Dorms go extreme to lure students (cnn.com)

Exactly forty years ago this fall, my first dorm room as a freshman was about 15x8 feet, shared with another student. Along one wall were our desks, clothes closets and dressers/mirrors. Along the other wall were two single beds which doubled as sofas, with backrests along the wall. We pulled the beds out at night, and pushed them back towards the wall during the day. The bathroom was down the hall, and the washing machines were in the basement.

Neither of us had a TV or even a stereo. No refrigerator.

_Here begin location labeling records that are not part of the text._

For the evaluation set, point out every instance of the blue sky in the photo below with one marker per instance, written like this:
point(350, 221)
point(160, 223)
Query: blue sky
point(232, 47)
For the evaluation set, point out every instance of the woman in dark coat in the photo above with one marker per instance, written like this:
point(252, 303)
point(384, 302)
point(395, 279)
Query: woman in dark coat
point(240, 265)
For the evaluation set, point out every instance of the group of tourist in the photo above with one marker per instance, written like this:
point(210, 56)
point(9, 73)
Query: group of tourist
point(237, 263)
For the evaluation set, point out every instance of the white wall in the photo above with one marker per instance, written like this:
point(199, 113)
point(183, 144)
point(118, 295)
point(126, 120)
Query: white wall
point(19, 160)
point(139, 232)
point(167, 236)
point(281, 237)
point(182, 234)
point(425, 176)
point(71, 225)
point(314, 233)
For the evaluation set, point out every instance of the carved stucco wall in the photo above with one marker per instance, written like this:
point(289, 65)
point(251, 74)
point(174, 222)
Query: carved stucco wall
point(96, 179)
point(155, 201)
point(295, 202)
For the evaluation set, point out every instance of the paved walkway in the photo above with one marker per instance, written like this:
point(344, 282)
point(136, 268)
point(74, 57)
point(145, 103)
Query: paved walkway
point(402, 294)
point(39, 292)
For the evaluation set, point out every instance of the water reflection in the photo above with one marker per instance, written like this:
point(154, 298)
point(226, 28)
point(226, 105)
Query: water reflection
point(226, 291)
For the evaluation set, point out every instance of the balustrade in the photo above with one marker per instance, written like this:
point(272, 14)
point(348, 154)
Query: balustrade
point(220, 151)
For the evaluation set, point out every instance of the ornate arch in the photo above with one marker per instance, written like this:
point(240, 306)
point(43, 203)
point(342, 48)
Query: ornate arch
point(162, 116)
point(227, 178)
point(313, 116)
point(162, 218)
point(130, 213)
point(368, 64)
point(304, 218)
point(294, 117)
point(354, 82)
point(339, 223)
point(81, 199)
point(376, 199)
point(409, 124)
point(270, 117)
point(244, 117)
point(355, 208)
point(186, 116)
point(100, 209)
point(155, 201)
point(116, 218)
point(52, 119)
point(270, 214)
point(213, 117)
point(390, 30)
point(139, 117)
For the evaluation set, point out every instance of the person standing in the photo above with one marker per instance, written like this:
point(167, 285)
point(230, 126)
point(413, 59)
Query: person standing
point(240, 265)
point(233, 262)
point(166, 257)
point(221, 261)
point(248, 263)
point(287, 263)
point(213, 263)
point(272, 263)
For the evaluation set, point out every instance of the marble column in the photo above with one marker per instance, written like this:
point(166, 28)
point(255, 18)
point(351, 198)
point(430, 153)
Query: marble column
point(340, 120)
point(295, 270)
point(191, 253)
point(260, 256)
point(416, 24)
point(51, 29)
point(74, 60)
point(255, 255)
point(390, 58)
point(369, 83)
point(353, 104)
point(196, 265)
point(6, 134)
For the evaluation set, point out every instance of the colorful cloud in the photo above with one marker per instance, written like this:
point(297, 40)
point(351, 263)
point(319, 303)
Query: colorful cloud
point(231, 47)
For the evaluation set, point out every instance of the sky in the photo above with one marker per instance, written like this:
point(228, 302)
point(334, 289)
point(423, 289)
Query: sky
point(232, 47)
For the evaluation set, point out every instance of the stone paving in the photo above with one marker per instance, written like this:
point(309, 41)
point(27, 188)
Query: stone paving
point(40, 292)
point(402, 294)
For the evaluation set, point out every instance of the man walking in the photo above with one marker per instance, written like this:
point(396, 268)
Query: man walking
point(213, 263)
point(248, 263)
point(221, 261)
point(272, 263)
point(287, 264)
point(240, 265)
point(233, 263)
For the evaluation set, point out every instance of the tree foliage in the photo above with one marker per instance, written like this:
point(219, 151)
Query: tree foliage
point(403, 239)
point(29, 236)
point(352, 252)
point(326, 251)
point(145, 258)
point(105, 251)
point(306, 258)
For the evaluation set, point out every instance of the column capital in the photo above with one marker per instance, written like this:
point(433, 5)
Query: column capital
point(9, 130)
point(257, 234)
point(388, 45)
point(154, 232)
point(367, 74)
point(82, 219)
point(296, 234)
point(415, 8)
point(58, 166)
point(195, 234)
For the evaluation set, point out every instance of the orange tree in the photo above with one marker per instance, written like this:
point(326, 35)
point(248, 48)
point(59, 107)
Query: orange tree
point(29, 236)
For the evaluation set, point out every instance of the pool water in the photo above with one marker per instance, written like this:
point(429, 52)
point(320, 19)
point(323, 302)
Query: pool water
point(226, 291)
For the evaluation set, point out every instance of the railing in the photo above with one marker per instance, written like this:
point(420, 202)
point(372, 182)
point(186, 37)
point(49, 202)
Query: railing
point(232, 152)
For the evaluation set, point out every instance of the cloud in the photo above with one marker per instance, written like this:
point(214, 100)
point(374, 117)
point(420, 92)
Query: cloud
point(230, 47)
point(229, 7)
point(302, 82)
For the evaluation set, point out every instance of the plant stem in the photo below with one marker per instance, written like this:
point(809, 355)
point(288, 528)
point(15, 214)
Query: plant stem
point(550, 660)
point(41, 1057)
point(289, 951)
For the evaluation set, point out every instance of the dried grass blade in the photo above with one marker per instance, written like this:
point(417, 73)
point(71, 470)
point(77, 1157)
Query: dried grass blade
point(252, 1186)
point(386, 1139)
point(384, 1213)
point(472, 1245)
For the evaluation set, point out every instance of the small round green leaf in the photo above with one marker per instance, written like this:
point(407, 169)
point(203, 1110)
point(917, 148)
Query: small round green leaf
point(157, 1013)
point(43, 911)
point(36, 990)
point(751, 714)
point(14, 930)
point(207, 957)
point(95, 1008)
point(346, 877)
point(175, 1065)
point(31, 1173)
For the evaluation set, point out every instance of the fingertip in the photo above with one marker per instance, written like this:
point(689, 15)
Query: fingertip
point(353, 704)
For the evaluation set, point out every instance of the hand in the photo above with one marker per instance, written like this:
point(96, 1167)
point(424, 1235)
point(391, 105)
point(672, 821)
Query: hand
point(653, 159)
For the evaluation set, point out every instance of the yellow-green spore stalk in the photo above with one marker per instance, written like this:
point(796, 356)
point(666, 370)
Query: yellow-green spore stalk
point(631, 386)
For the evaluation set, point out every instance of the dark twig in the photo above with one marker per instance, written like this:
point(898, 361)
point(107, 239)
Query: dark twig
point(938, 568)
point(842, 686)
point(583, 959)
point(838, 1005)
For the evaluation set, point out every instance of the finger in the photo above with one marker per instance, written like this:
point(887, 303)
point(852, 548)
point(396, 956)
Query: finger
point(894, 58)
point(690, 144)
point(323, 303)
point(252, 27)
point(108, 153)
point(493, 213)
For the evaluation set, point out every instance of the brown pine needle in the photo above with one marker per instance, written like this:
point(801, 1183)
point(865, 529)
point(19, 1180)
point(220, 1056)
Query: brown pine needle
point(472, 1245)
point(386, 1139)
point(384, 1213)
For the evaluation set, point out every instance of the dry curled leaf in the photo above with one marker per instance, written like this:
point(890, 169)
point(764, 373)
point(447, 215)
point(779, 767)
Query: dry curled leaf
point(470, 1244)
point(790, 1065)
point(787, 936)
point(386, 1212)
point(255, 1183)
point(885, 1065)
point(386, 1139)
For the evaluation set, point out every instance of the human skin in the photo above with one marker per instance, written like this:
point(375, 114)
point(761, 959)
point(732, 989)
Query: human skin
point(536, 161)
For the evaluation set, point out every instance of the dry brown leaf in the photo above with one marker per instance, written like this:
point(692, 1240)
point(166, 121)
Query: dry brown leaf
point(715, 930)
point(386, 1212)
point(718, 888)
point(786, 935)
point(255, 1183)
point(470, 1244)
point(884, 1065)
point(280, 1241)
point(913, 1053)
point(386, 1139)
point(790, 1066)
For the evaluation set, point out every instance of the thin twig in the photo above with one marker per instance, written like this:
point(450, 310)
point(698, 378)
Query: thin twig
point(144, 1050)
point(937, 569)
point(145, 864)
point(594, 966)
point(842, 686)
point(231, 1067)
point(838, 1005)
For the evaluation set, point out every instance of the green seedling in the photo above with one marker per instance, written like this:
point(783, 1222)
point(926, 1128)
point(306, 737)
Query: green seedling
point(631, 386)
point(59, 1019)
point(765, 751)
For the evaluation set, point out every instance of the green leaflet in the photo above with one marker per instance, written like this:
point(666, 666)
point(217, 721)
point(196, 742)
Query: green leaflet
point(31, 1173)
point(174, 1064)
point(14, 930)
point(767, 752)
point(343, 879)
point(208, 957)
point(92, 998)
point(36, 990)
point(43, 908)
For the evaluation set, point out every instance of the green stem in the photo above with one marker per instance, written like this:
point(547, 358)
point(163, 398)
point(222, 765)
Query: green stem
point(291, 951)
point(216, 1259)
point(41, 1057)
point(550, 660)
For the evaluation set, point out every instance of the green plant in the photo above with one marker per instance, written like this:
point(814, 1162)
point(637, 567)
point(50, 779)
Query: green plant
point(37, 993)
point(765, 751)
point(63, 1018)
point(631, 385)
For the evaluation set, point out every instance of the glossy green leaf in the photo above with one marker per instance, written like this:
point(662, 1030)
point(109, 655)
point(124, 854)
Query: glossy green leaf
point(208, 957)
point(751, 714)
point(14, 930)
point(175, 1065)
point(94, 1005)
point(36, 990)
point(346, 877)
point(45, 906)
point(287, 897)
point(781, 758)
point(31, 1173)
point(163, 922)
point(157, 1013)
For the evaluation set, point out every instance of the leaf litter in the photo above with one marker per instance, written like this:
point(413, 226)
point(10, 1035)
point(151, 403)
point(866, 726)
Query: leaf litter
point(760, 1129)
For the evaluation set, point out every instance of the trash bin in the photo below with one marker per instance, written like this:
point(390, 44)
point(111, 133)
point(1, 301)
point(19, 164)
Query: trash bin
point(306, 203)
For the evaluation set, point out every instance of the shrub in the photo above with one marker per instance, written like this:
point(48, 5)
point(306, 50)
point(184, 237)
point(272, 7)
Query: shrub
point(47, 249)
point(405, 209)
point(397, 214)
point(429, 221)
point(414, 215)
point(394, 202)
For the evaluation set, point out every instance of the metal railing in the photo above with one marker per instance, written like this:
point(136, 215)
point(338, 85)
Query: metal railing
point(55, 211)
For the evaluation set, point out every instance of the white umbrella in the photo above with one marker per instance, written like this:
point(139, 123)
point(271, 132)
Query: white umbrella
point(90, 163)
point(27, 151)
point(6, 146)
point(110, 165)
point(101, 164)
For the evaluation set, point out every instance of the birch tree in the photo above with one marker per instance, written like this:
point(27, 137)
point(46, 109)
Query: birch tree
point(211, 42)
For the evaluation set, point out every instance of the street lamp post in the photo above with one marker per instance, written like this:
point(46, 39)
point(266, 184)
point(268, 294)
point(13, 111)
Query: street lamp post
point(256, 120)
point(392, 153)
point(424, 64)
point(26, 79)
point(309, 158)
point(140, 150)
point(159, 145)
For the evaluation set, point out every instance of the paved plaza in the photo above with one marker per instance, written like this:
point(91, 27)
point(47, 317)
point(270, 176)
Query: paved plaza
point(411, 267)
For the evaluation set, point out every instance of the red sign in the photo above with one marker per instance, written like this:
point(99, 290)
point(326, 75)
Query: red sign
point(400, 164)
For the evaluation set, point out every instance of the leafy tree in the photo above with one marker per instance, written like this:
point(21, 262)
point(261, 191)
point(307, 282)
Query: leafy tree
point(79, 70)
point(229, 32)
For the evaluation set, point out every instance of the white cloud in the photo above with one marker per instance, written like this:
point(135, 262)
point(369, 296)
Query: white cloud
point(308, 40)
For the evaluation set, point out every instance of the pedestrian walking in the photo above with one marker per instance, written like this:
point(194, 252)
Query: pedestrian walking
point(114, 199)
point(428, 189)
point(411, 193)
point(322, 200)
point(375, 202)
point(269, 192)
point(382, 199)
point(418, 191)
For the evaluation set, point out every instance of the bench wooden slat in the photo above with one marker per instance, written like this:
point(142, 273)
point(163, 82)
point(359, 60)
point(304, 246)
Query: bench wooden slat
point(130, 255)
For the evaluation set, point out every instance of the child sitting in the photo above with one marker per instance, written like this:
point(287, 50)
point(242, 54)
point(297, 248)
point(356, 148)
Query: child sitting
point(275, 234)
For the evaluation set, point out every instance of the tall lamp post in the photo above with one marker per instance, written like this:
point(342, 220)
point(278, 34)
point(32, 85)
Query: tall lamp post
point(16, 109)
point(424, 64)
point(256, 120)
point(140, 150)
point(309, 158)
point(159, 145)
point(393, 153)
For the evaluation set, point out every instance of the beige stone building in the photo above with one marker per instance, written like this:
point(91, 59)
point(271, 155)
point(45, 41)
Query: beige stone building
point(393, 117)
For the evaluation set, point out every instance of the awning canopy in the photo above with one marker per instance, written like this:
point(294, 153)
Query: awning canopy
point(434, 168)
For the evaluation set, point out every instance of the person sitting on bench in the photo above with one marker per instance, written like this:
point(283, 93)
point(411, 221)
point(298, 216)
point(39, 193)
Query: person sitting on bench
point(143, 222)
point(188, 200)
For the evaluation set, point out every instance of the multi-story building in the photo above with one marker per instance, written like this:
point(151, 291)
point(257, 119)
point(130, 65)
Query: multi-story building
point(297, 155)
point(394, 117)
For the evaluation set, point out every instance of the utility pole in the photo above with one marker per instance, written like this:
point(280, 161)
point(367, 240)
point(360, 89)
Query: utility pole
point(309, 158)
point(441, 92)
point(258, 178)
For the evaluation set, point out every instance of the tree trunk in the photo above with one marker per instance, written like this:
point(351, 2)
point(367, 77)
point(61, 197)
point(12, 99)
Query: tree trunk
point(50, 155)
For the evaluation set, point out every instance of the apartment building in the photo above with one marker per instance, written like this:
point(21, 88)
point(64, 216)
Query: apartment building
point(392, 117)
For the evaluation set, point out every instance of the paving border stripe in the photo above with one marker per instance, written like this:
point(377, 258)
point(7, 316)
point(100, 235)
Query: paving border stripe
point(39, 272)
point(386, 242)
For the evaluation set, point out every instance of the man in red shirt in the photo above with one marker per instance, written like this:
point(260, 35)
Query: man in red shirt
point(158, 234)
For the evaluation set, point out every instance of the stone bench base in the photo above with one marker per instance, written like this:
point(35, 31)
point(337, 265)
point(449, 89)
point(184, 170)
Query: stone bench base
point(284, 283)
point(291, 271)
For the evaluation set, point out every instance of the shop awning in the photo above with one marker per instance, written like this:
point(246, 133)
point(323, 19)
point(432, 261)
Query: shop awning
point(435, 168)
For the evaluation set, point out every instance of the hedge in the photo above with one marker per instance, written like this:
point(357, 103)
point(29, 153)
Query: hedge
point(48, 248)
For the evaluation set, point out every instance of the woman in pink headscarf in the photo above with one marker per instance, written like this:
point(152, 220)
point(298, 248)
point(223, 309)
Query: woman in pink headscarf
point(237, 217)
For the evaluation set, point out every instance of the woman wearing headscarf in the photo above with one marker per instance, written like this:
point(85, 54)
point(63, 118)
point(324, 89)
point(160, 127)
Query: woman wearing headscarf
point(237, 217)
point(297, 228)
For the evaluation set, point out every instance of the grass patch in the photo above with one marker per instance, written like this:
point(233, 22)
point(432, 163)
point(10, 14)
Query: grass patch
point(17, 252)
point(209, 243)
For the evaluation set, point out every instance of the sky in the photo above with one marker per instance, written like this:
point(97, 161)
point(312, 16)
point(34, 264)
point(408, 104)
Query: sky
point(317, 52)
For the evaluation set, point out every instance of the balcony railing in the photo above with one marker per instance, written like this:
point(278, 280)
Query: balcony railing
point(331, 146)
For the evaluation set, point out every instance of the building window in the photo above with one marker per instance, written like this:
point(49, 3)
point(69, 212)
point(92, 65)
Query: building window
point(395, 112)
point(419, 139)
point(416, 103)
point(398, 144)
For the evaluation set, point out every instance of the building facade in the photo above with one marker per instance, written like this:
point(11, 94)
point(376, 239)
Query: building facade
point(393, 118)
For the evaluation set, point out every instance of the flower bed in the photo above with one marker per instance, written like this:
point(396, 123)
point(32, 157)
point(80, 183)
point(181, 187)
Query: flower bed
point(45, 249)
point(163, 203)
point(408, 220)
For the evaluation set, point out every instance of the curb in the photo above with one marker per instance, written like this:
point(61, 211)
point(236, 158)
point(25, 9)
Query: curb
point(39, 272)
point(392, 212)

Your experience 40 years ago was exactly my experience 2 years ago during first year when I lived with a roommate. It was still expensive.
 
  • #3
My daughter has a private bedroom, bath, kitchen, den and living room. All meals and transportation. I have no idea how she pays for it.
 
  • #4
I'm surprised that anyone lives in the dorms considering that they are more expensive than an apartment with a roomate. Plus you probably have to obey the University rules or something I imagine. I've never lived in one personally. A few years ago my ex-girlfriends cousin came to live with us for about a month while she got settled at a university where we lived. She could have stayed with us for free, but all of her friends were staying in the dorms!
 
  • #5
jtbell said:
Here's one reason:

Dorms go extreme to lure students (cnn.com)

Exactly forty years ago this fall, my first dorm room as a freshman was about 15x8 feet, shared with another student. Along one wall were our desks, clothes closets and dressers/mirrors. Along the other wall were two single beds which doubled as sofas, with backrests along the wall. We pulled the beds out at night, and pushed them back towards the wall during the day. The bathroom was down the hall, and the washing machines were in the basement.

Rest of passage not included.